Rabbitmq-server times out during server startup

Bug #1783325 reported by Th
8
This bug affects 1 person
Affects Status Importance Assigned to Milestone
rabbitmq-server (Ubuntu)
Invalid
Low
Unassigned

Bug Description

Ubuntu version
Description: Ubuntu 16.04.5 LTS
Release: 16.04

Package version
rabbitmq-server 3.5.7-1ubuntu0.16.04.2

What happens when server boots and Rabbitmq-server starts up:

Jul 19 09:19:33 hostname systemd[1]: Started RabbitMQ Messaging Server.
...
Jul 19 09:20:23 hostname rabbitmq[1002]: Waiting for 'rabbit@hostname' ...
Jul 19 09:20:23 hostname rabbitmq[1002]: pid is 1069 ...
...
Jul 19 09:21:03 hostname systemd[1]: rabbitmq-server.service: Start-post operation timed out.

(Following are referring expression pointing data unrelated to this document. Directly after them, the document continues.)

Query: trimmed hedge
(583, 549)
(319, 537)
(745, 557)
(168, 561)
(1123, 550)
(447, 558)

Stopping.
Jul 19 09:21:03 hostname systemd[1]: Failed to start RabbitMQ Messaging Server.
Jul 19 09:21:03 hostname systemd[1]: rabbitmq-server.service: Unit entered failed state.
Jul 19 09:21:03 hostname systemd[1]: rabbitmq-server.service: Failed with result 'timeout'.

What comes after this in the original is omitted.